Counseling services for patients who were found to be in danger of substance use were provided in the hospital, and at discharge, patients received a weaning plan for their medication, according to Dr. Gross.
If the short-acting medications were found to be inadequate to control pain, patients were given slow-release pain medication as needed.
Average total medication, including at discharge and for refills, prescribed after PMP initiation was 1,242 morphine milligram equivalents (MME), compared with 2,421 MME prior to the protocol (P less than .0001).
After the protocol was implemented, Dr. Gross and her colleagues found the number of patients prescribed a refill dropped from 39.7% to 28.1%, with the size of those refills dropping from 1,032 MME to 213 MME on average.
“By having a comprehensive pain management protocol, we can reduce the amount of pain medications we prescribe for outpatient use, from discharge from the trauma service,” said Dr. Gross. “Additionally, we have shown that by having a protocol in place, we not only decreased the number of refills we were providing, but also the amount of pain medications that was prescribed within these refills.”
Through a Press Ganey survey analysis of patients during the month before and the month after the PMP implementation, investigators found a significant increase in patient satisfaction and overall pain management, according to Dr. Gross,
In addition, the main trauma floor where the PMP was implemented was recognized for the most improvement in overall hospital rating and pain management, compared with the previous year.
Discussant Oscar Guillamondegui MD,FACS, medical director of the trauma ICU at Vanderbilt University, Nashville, Tenn., acknowledged the importance of PMPs and the work investigators presented.
“I would consider this the next generation of ERAS [enhanced recovery after surgery], or ERAT [enhanced recovery after trauma] in pain perception modification,” said Dr. Guillamondegui. “Dr. Gross and the multidisciplinary group at Wake Forest have provided compelling evidence to help alleviate [the opioid epidemic].”

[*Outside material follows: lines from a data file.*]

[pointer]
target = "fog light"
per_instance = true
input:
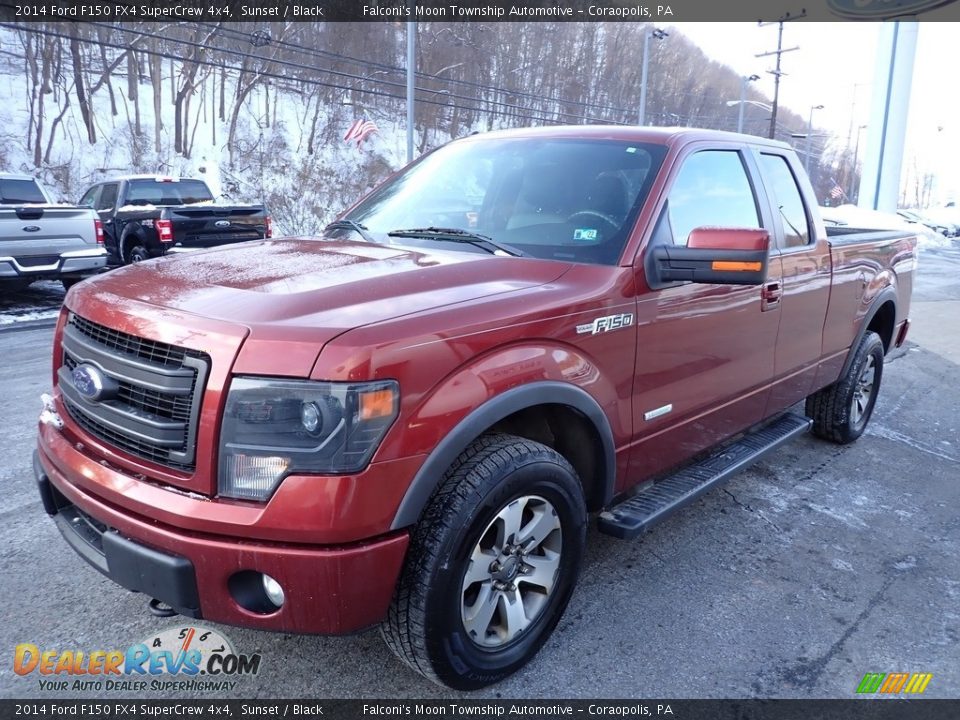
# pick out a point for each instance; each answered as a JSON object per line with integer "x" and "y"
{"x": 273, "y": 590}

In a question-and-answer session following the presentation, attendees voiced concern over how a PMP would be used among patients who are more familiar with hospital systems, in particular concerning self-reported pain levels.
“Most of us employed at acute care centers are not working in utopia. Many of our patients are heroin addicts, are very bright, and know how to identify 10 on those silly smiley faces so that they get more medicine,” said Charles Lucas, MD, FACS, professor of surgeon at Wayne State University, Detroit. Dr. Lucas also pointed out that even when patients report false levels of pain, doctors still are required to put it into the electronic medical record for fear of repercussions,
In response, Dr. Gross said doctors on the floor reviewed patients to make sure they were receiving all doses of pain medications. If doctors felt the patient’s pain regimen was adequate, despite the patient reporting otherwise, no changes were made.

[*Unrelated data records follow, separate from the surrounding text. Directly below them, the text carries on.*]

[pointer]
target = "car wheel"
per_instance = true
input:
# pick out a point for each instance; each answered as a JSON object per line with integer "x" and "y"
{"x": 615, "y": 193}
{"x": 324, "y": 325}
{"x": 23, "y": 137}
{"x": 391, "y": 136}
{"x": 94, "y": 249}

Certain limitations include not being able to confirm whether patients received prescription medication elsewhere, nor any concrete data on patient satisfaction after discharge other than an inference based on fewer refills and lower refill MME.

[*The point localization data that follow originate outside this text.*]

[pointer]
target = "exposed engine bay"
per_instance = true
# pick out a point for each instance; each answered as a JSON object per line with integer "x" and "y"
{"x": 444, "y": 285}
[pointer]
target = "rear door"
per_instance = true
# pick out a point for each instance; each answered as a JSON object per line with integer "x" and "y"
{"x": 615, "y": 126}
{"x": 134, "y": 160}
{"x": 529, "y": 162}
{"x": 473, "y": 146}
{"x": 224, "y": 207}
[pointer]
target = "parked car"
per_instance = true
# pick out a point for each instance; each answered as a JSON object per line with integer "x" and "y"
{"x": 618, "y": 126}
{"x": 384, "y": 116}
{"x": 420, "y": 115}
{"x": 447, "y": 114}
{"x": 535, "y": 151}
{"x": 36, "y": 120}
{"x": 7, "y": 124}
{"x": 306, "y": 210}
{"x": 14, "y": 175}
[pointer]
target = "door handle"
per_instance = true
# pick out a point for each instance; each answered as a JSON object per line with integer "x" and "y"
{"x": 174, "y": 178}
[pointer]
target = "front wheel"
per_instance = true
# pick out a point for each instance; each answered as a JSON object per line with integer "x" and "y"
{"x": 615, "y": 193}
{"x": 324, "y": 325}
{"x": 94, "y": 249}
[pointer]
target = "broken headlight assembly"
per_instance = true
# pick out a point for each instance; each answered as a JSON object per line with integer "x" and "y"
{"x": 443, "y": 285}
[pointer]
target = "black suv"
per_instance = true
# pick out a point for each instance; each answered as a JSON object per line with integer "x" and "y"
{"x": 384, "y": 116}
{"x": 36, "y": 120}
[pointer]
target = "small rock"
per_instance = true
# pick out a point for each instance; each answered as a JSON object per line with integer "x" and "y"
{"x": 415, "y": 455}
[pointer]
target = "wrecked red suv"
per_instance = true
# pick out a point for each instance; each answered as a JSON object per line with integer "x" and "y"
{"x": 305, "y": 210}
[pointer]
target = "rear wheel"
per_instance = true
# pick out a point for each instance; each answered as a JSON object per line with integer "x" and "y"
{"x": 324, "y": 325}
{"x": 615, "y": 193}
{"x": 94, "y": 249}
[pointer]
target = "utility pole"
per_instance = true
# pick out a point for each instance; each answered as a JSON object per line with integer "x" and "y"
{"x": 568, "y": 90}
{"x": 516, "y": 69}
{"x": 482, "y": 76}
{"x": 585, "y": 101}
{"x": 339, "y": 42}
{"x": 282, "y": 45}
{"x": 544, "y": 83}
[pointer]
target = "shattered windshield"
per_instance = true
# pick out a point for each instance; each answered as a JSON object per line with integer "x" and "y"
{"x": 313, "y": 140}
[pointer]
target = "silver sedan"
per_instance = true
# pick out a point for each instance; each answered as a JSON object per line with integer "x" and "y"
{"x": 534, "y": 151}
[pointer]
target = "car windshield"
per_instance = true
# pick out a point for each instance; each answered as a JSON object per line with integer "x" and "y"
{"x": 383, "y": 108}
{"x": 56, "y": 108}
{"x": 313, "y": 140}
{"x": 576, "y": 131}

Investigators reported no relevant financial disclosures.
ezimmerman@frontlinemedcom.com
On Twitter @eaztweets
AT THE AAST ANNUAL MEETING
Key clinical point:
Major finding: Average prescription fell to 1,242 morphine milligram equivalents (MME) per prescription, compared with 2,421 MME per prescription prior to the protocol.
Data Source: Retrospective chart review of 498 trauma patients from Jan. 1, 2015, and Dec. 31, 2016.
Disclosures: Investigators reported no relevant financial disclosures.